Aunque las tabacaleras han dejado el negocio de los comestibles, las diferencias entre estos productos, que en el pasado eran propiedad de tabacaleras, y los de otras compañías, han desaparecido. Y no porque hayan mejorado en calidad; al contrario, todas las corporaciones han diseñado sus productos para ser hiperpalatables. Este logro corporativo de inducir adicción en productos que sustituyen los alimentos reales se ha convertido en el mayor problema de salud pública global, ya que, de acuerdo con el Global Burden of Diseases, la principal causa de muerte es el deterioro de la dieta, provocado, en gran medida, por la sustitución de alimentos reales por productos ultraprocesados.
La Dra.
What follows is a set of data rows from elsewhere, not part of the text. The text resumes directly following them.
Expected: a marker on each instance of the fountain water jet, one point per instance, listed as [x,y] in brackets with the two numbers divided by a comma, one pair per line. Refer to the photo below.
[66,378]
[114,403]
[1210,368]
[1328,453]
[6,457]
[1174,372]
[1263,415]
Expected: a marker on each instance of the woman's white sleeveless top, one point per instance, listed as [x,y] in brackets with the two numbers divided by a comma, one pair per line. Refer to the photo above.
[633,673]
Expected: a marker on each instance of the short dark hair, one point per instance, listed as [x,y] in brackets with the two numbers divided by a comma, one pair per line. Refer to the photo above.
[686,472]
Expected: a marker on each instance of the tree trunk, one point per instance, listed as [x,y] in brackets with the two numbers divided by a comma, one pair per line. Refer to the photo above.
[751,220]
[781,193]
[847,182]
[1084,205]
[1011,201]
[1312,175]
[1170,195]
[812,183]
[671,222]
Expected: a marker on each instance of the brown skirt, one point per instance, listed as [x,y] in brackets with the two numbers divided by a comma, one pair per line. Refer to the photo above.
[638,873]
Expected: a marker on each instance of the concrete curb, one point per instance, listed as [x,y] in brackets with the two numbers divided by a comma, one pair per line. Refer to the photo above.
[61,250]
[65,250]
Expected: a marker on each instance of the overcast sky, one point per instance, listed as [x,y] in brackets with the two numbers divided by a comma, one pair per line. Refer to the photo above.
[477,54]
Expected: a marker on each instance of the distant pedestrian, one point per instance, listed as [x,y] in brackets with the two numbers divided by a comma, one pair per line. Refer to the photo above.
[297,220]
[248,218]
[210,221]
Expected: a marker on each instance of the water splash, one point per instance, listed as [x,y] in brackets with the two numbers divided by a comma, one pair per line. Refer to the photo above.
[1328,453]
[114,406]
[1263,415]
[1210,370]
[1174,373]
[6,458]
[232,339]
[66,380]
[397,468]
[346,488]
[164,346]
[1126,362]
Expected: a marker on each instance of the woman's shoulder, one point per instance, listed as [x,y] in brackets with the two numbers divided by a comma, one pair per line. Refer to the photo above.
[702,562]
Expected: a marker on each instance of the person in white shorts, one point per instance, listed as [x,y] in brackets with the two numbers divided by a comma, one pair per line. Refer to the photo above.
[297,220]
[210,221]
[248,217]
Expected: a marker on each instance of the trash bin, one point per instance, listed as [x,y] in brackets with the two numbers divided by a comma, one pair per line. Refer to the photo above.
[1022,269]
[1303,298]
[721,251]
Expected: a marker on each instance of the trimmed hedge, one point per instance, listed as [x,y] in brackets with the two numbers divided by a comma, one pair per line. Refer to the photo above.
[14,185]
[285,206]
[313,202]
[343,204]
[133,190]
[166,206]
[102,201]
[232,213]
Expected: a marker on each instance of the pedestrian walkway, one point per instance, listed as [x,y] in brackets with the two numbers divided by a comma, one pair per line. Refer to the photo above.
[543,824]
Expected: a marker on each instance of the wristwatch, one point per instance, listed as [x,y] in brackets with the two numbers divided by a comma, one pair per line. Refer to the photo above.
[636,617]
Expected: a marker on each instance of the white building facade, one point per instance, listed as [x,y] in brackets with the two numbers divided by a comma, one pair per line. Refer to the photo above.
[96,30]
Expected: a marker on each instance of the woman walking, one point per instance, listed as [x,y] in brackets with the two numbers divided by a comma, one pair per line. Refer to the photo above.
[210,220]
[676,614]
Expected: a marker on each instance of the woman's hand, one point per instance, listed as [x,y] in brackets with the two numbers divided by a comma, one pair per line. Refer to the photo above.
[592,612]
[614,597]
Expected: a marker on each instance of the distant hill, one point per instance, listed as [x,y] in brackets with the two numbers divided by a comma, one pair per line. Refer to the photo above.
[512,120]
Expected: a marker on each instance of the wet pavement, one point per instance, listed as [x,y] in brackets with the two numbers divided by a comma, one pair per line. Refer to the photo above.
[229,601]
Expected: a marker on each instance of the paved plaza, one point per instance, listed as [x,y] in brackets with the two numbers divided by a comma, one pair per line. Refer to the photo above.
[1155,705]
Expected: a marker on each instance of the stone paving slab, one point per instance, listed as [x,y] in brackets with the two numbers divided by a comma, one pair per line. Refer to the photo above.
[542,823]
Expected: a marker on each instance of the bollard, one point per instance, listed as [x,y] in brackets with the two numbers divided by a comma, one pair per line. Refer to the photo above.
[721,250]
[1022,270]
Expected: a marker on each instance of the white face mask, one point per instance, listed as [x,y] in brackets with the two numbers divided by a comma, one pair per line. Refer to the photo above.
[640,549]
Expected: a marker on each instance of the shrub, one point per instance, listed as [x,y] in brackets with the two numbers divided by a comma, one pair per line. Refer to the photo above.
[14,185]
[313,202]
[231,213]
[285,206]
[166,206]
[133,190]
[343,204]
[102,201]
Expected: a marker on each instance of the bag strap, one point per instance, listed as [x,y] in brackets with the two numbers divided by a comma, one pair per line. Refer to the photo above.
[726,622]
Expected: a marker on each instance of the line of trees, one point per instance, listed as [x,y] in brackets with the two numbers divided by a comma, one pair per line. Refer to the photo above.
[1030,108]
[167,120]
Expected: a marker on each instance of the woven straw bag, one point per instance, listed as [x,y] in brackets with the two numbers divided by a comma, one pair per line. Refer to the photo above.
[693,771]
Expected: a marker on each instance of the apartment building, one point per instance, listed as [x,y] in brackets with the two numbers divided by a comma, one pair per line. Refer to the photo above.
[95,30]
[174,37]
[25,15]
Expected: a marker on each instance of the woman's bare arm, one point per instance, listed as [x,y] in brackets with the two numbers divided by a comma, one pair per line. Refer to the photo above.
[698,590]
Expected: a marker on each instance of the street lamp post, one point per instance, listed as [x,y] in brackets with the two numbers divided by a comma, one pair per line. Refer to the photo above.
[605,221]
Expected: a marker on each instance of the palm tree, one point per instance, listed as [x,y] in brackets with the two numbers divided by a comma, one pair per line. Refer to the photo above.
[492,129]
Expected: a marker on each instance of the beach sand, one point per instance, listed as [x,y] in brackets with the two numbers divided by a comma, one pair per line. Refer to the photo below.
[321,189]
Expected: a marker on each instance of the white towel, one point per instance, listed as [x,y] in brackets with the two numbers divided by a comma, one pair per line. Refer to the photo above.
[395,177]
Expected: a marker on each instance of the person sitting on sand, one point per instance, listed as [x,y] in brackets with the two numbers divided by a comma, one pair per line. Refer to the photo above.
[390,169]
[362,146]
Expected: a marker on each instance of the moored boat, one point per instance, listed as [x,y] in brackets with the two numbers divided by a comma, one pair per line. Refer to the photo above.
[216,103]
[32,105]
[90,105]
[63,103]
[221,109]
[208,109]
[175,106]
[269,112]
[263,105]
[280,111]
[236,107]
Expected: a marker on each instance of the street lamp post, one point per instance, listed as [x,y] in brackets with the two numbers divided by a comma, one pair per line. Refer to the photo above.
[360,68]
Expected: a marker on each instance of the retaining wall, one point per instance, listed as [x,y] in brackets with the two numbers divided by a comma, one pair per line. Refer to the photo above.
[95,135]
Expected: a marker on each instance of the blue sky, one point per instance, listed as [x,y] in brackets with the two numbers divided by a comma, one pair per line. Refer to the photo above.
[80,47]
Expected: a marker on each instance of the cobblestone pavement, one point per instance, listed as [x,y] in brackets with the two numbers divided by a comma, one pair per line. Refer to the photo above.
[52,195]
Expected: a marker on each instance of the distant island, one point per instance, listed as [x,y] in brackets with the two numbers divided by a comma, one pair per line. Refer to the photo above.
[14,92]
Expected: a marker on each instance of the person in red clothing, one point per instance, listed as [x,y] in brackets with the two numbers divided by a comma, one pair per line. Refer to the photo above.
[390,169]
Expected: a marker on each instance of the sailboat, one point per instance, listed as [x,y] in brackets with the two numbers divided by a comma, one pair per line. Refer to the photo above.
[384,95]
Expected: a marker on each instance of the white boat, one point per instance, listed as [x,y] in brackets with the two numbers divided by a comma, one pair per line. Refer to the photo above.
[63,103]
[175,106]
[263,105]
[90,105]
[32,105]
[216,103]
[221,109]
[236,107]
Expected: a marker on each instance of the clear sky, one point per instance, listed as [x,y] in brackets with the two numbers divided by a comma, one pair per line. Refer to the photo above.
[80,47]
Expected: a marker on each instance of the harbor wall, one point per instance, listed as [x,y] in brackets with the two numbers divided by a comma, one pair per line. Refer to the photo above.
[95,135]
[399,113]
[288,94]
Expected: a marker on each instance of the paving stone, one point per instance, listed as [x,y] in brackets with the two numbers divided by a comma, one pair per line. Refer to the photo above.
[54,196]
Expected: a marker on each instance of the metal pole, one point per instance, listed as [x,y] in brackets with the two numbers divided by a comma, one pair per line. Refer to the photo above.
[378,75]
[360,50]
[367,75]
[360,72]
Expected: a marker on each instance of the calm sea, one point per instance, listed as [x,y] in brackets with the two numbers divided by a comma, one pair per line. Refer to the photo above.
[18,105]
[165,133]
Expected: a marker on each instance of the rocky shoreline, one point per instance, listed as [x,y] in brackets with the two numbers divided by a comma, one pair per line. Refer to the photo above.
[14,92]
Ashley Gearhardt, una de las mayores especialistas en los efectos adictivos de los alimentos, explica: “Los alimentos hiperpalatables han sido diseñados para superar las propiedades de recompensa de los alimentos tradicionales. Aumentar los niveles de azúcar, grasas, sal y aditivos parece provocar respuestas cerebrales similares a las drogas”.
Diseñar productos para que sean adictivos, sabiendo que su alto consumo contribuye a las principales causas de enfermedad y muerte, solo puede entenderse como una forma de crimen legalmente organizado. Más aún cuando estas corporaciones invierten millones en estrategias para bloquear políticas de salud pública orientadas a evitar los daños que generan sus productos. Se trata de prácticas bien organizadas, planificadas y financiadas que mantienen y agudizan los daños en salud que provocan.